Hystérique a une étymologie féminine, hystero voulant dire utérus. C'est donc presque in utero que cette série se développe. Au cour de l'intime, Philippe Schlienger nous y mène par le bout de sa lorgnette. Sans voyeurisme excessif, sans complaisance morbide ou désinvolture, l'artiste voue un grand respect à l'oeuvre de la Nature et ne fait qu'introduire sa fantaisie là où on l'attend le moins. S'il n'y avait ce profond questionnement devant le mystère, jamais ces gros plans n'atteindraient une dimension mystique, conférée tout autant par l'originalité du sujet, que par l'extrême pureté de la prise de vue.

Niché dans les replis d'une vulve humaine, un criquet vert jade y est déposé tel un talisman dans un écrin. Cette mise en scène peut évoquer le dernier rituel funéraire des momies égyptiennes dont on couvre les orifices avec des scarabées porte-bonheur pour les protéger dans le monde des morts. Mais par dessus tout, nous observons l'un des plus grands mystères de l'humanité : la procréation.

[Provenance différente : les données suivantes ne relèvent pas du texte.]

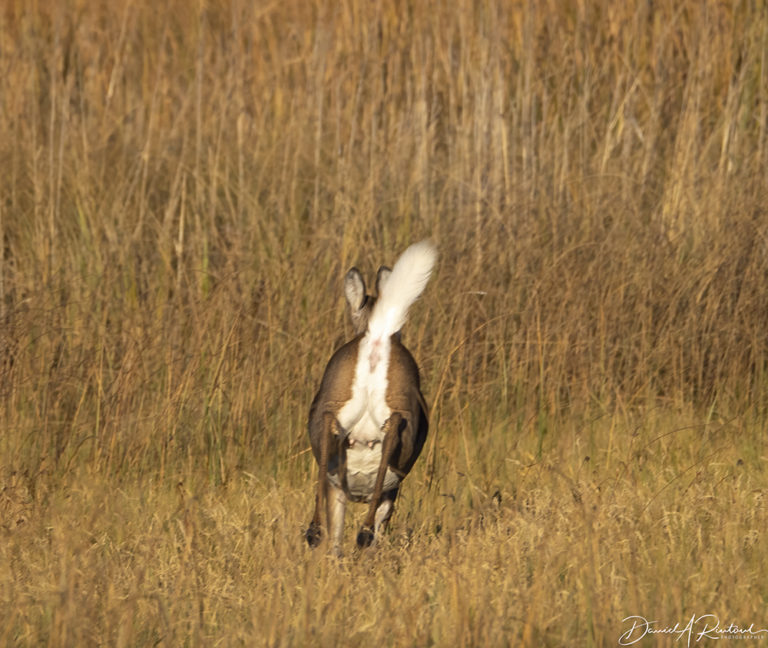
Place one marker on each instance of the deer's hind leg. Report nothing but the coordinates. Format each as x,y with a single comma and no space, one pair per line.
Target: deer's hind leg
381,506
314,533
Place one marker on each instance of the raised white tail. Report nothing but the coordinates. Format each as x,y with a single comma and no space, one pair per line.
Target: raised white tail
401,289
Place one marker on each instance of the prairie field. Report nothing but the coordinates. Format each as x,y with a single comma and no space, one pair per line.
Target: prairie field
183,186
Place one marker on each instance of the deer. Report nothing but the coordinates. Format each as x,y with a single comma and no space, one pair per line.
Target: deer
368,421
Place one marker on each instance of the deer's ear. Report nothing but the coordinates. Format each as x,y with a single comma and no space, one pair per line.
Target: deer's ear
381,279
354,289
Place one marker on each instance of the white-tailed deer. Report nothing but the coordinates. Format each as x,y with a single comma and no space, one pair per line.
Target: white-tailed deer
368,421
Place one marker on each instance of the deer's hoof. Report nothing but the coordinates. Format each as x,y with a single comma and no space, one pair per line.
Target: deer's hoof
365,537
314,534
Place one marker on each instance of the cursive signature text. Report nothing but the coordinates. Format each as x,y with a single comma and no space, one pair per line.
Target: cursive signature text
706,626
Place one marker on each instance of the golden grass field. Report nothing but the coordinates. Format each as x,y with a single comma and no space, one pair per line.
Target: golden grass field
183,186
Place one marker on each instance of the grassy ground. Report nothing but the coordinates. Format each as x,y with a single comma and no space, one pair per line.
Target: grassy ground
184,186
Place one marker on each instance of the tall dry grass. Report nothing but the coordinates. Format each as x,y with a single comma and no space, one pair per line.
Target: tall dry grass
183,188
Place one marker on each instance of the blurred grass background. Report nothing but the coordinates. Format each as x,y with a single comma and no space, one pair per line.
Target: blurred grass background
183,187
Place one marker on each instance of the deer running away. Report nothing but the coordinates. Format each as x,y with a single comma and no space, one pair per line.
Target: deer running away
368,421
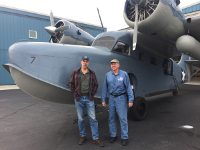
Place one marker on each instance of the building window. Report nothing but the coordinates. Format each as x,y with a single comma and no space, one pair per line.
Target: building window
32,34
153,61
141,56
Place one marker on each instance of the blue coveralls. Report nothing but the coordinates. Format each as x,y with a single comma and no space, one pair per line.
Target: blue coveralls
117,84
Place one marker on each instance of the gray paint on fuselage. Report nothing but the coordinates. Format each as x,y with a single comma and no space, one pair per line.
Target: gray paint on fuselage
54,63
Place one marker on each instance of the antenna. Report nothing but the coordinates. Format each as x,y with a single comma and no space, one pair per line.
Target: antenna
100,20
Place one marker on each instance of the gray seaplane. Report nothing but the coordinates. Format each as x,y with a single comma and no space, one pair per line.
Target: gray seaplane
160,32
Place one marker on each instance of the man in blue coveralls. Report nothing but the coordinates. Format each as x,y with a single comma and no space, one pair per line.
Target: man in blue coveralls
117,84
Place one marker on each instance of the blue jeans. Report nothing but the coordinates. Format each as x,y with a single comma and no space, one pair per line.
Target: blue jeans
118,103
90,109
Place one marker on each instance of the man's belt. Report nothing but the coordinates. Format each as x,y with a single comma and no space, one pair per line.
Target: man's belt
84,94
115,95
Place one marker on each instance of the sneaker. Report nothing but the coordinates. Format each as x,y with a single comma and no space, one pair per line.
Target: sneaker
82,140
124,142
113,139
98,142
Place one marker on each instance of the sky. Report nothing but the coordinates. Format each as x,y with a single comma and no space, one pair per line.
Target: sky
111,11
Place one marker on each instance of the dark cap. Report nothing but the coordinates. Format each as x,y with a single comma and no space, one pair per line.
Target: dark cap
85,57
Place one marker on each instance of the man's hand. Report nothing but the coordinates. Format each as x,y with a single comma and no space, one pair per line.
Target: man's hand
130,104
104,104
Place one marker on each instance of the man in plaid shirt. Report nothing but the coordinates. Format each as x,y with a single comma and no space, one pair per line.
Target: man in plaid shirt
83,85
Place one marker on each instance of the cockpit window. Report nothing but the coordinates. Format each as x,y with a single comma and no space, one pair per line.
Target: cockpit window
122,48
107,41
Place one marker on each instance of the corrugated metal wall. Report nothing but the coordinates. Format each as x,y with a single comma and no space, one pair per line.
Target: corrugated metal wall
15,26
191,9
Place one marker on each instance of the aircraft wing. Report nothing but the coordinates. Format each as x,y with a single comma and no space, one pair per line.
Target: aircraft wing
192,27
195,63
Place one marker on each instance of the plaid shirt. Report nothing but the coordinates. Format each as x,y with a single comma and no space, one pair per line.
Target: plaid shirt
75,84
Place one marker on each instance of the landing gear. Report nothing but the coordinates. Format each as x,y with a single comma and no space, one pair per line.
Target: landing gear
139,109
175,92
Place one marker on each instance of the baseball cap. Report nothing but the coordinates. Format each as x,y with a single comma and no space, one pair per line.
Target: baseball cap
114,60
85,57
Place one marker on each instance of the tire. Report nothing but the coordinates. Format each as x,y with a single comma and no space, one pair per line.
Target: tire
139,109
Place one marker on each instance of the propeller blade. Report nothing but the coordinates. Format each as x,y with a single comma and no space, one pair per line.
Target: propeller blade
51,19
135,28
51,30
62,28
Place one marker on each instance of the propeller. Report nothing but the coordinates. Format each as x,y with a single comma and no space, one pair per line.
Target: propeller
135,28
51,18
143,6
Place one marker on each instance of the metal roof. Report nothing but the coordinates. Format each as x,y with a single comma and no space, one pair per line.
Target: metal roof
59,18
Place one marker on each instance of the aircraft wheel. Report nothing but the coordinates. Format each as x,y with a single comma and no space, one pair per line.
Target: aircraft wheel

Après les insectes bien sagement répertoriés d'un entomologiste, ou ceux de Jacques Kerchache , fantastiquement exposés comme à Avignon, nous n'avons encore rien vu. Ceux de Philippe Schlienger sortent des boites, des fourrés et des taillis et viennent se poser oh ! shocking ! sur nos anatomies comme en plein été.

Voici donc, l'escargot qui arpente le mont Pénis en toute impunité. Bien installé sur une verge, le gastéropode monte consciencieusement la pente escarpée du plaisir. Tout baveux, il dépose un film transparent sans équivoque. Dans cette photographie particulièrement, l'aspect ludique résulte de la juxtaposition naïve d'animaux avec la nature humaine bien autrement intentionnée.

Ce microcosme érotique est un prétexte que choisit l'artiste pour évoquer nos pulsions de vie, les plus pures, celles issues de notre cerveau qui gère les instincts de reproduction. C'est le cerveau reptilien qui lui gère les réflexes primaires de survie de l'espèce, nous sommes toujours en relation avec notre animalité. 

Au delà de la provocation, bien inoffensive, il y a un total émerveillement devant le travestissement de la réalité, et devant les ressemblances entre la Nature et la Nature humaine tant dans ses formes que dans ses fonctions . Philippe Schlienger finit par nous faire croire à l'hybridation possible dans un Eden bien éloigné de l'île du Docteur Moreau. La Nature surpasse-t-elle toujours l'homme dans la fantaisie ?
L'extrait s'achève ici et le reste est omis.